According to Microsoft, its researchers have suggested that Iran’s efforts have been rapidly accelerating since June 2022: “We attributed 24 unique cyber-enabled influence operations to the Iranian government last year––including 17 from June to December––compared to just seven in 2021.”
The FBI in January 2022, released a Private Industry Notification that provided a historical overview of the tactics, techniques, and procedures, of the Iranian cyber company Emennet Pasargad, to help online users identify and defend against the group’s malicious cyber activities.
“We assess that most of Iran’s cyber-enabled influence operations are being run by Emennet Pasargad, an Iranian state actor sanctioned by the US Treasury Department for their attempts to undermine the integrity of the 2020 US Presidential Elections,” Microsoft said.
On November 18, 2021, the US Department of the Treasury’s Office of Foreign Assets Control sanctioned six Iranian individuals and Emennet Pasargad for “imposing Certain Sanctions in the Event of Foreign Interference in a United States election.”
According to the Microsoft report, Iran’s techniques may have changed, but its targets have not. “These operations remain focused on Israel, prominent Iranian opposition figures and groups, and Tehran’s Gulf state adversaries.”
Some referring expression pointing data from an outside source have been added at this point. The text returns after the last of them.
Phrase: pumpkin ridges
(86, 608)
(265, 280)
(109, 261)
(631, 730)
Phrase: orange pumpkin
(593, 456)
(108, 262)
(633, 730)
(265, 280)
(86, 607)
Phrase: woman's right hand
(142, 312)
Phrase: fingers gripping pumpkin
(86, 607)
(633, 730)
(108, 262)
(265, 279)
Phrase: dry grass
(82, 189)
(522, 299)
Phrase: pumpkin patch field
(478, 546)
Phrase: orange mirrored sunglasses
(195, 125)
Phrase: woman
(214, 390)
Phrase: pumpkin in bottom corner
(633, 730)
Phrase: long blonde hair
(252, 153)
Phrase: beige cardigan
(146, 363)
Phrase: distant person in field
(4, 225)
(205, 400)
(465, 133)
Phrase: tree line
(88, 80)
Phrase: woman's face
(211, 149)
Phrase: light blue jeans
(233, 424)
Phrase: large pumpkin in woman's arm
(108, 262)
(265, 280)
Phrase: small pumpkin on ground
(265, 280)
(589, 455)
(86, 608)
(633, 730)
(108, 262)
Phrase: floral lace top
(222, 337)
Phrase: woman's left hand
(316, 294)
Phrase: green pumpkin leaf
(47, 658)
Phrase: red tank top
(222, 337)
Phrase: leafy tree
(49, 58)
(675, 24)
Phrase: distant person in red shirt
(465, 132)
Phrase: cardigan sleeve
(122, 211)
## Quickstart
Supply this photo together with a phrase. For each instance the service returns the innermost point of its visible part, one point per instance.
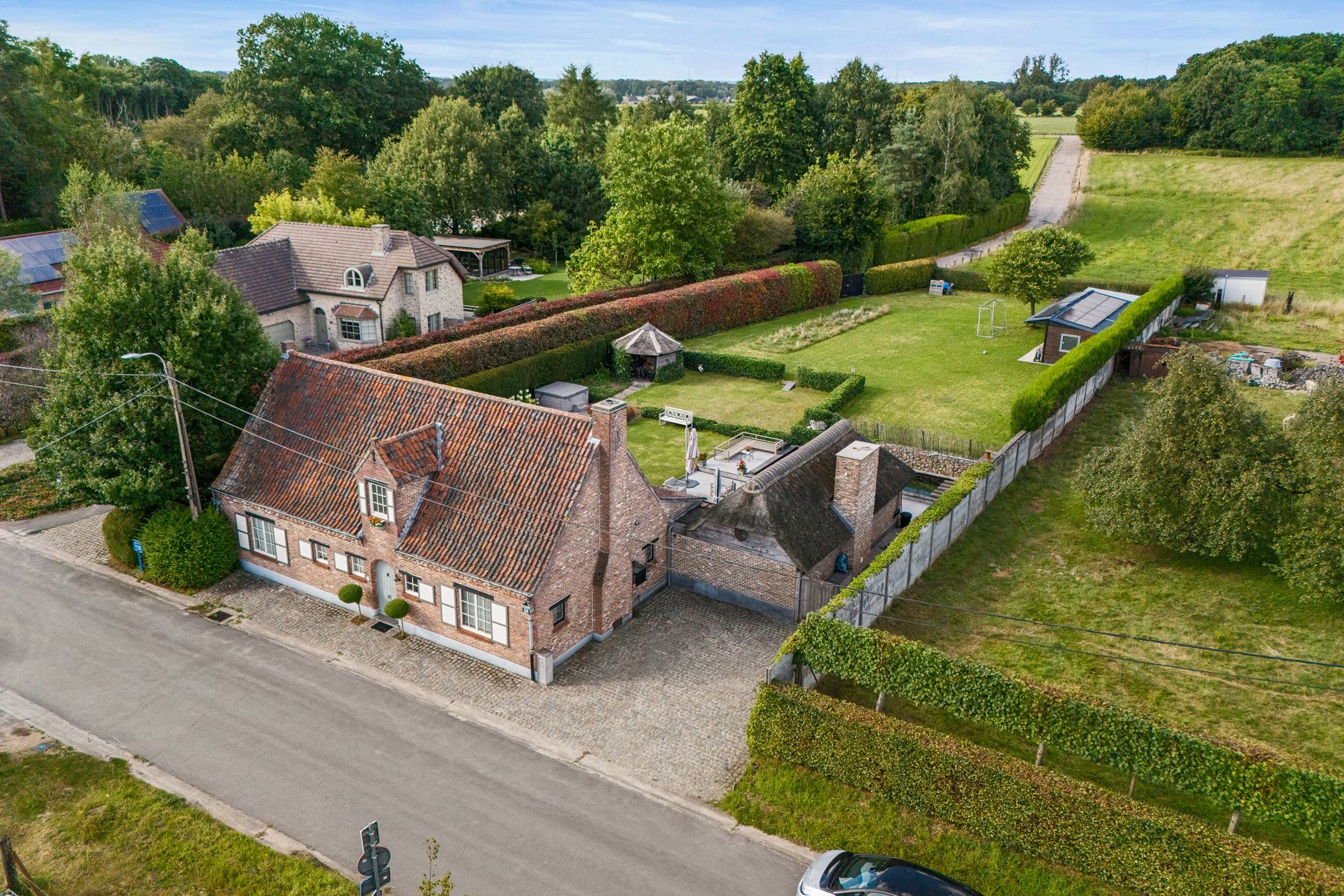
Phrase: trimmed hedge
(756, 368)
(534, 312)
(940, 234)
(190, 554)
(979, 282)
(119, 528)
(685, 312)
(570, 363)
(1238, 780)
(900, 277)
(1048, 391)
(1035, 810)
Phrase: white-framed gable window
(379, 500)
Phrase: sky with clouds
(910, 40)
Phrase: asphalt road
(317, 751)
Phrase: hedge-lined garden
(1048, 391)
(685, 312)
(942, 234)
(1238, 780)
(1035, 810)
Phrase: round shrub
(181, 553)
(119, 528)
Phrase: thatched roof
(791, 499)
(647, 340)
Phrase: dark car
(840, 872)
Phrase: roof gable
(500, 488)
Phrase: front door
(320, 327)
(386, 583)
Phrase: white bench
(676, 415)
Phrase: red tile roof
(495, 507)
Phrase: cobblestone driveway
(667, 696)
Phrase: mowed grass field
(924, 364)
(1151, 215)
(1033, 555)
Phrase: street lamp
(188, 469)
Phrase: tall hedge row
(534, 312)
(685, 312)
(571, 363)
(757, 368)
(898, 277)
(1009, 802)
(1048, 391)
(948, 233)
(1238, 780)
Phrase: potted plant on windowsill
(396, 609)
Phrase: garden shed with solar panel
(1075, 319)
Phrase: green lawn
(87, 828)
(1051, 124)
(813, 810)
(1033, 555)
(924, 363)
(1041, 149)
(554, 285)
(1149, 215)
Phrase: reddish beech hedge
(683, 312)
(512, 317)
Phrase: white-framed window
(262, 535)
(379, 500)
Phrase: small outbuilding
(562, 396)
(1239, 287)
(650, 348)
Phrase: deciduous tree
(1031, 267)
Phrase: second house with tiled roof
(339, 287)
(517, 532)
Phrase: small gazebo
(650, 348)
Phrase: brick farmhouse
(517, 534)
(335, 287)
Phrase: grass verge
(87, 828)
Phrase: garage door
(281, 332)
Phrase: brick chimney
(382, 238)
(609, 430)
(856, 492)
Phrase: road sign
(366, 864)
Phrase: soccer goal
(992, 319)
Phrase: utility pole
(188, 469)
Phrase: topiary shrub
(119, 528)
(181, 553)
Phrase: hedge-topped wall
(940, 234)
(1035, 810)
(685, 312)
(1236, 780)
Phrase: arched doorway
(385, 582)
(320, 327)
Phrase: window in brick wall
(561, 612)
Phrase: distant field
(1151, 215)
(1051, 125)
(1041, 148)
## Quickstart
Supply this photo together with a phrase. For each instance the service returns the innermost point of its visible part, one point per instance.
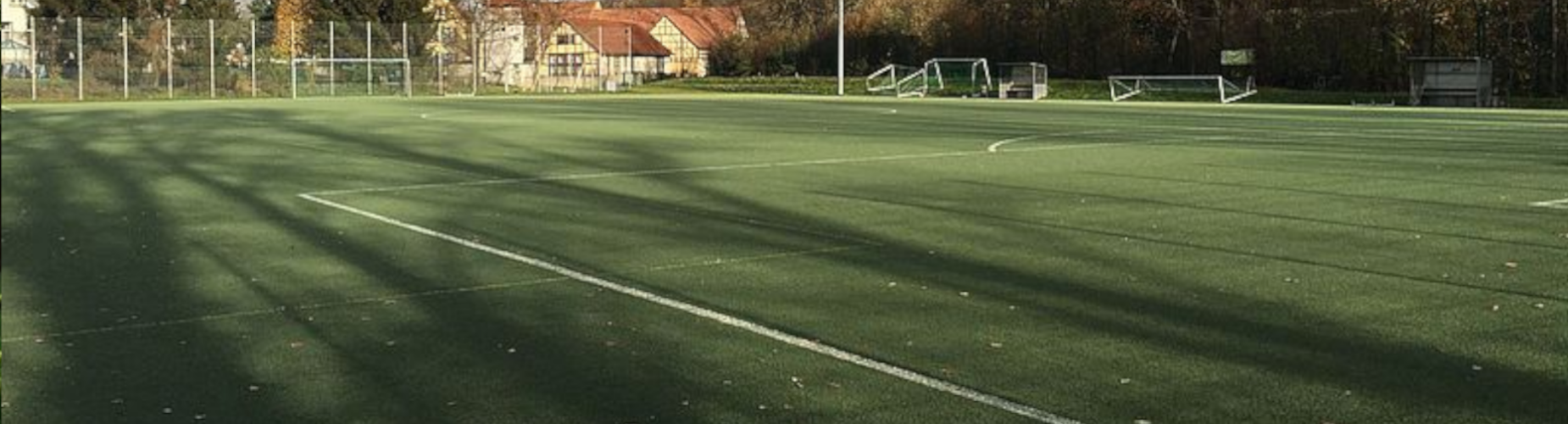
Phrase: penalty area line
(742, 167)
(999, 145)
(1553, 204)
(715, 316)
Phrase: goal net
(898, 81)
(1023, 81)
(331, 77)
(963, 77)
(1128, 86)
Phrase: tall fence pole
(31, 38)
(408, 66)
(293, 71)
(479, 55)
(331, 59)
(212, 60)
(441, 64)
(370, 71)
(254, 84)
(168, 55)
(81, 64)
(125, 57)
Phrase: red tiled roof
(616, 42)
(562, 7)
(706, 27)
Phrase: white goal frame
(407, 64)
(889, 79)
(979, 68)
(1230, 93)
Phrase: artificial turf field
(781, 259)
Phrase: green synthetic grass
(1171, 263)
(1060, 90)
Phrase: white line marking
(1553, 204)
(409, 296)
(752, 327)
(998, 145)
(742, 167)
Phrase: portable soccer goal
(317, 77)
(898, 81)
(1023, 81)
(1128, 86)
(965, 77)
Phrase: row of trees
(1319, 44)
(1322, 44)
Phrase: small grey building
(1451, 82)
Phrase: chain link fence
(63, 60)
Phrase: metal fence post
(125, 57)
(408, 66)
(370, 71)
(81, 64)
(168, 53)
(441, 62)
(477, 59)
(212, 62)
(331, 59)
(254, 84)
(31, 25)
(293, 70)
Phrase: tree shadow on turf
(94, 247)
(1410, 376)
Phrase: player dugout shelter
(1451, 82)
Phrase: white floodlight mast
(841, 47)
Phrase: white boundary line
(752, 327)
(741, 167)
(1553, 204)
(409, 296)
(998, 145)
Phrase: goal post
(898, 81)
(313, 77)
(965, 77)
(1023, 81)
(1128, 86)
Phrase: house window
(566, 64)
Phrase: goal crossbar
(979, 71)
(1128, 86)
(405, 66)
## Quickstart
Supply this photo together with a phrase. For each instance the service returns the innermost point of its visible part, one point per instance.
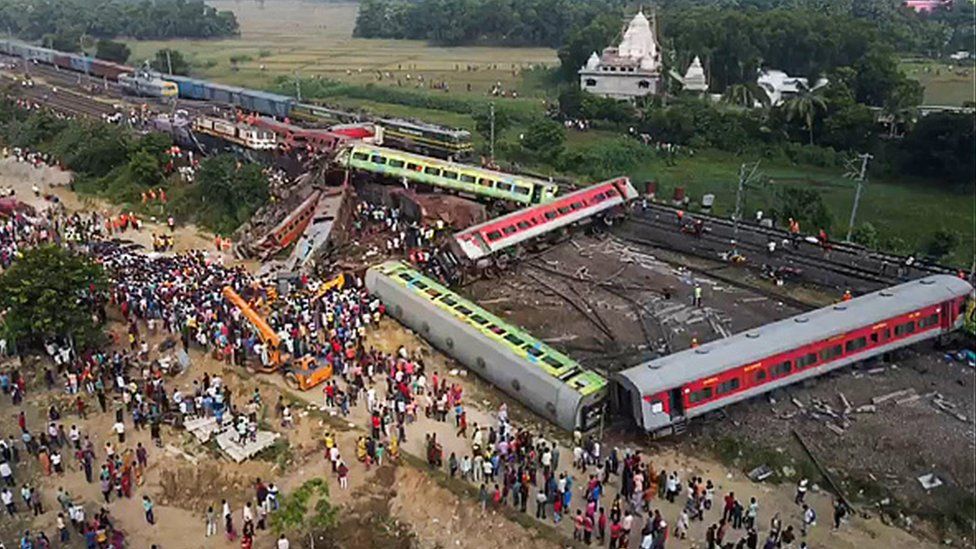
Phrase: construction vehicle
(302, 373)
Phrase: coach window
(698, 396)
(930, 320)
(478, 319)
(831, 353)
(855, 344)
(905, 329)
(514, 340)
(782, 369)
(727, 386)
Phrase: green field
(282, 37)
(314, 39)
(908, 210)
(950, 84)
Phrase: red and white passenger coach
(663, 393)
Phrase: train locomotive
(663, 394)
(550, 383)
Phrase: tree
(941, 244)
(175, 61)
(52, 292)
(229, 192)
(866, 235)
(294, 513)
(941, 146)
(144, 168)
(116, 52)
(545, 138)
(805, 106)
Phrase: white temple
(694, 79)
(630, 70)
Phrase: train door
(677, 407)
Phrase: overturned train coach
(661, 395)
(543, 379)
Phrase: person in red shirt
(615, 531)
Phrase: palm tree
(805, 106)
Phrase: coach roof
(785, 335)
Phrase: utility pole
(491, 114)
(861, 178)
(740, 199)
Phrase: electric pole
(740, 199)
(861, 177)
(491, 116)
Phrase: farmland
(315, 40)
(950, 84)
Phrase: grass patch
(946, 83)
(746, 456)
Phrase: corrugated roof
(753, 345)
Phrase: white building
(630, 70)
(694, 79)
(780, 86)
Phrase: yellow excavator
(302, 373)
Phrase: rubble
(893, 395)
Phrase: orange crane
(304, 373)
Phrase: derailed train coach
(663, 394)
(548, 382)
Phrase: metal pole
(491, 112)
(861, 178)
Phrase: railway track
(892, 267)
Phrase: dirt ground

“Iran directed nearly a quarter (23%) of its cyber operations against Israel between October of 2022 and March of 2023, with the United States, United Arab Emirates, and Saudi Arabia also bearing the brunt of these efforts,” according to Microsoft.
Iran has also adopted cyber-enabled IO against its own nationwide protests, by leaking information aimed at embarrassing prominent regime opposition figures or exposing their “corrupt” relationships.
At the same time, the future threat of increasingly destructive Iranian cyberattacks remains against Israel and the United States, according to Microsoft.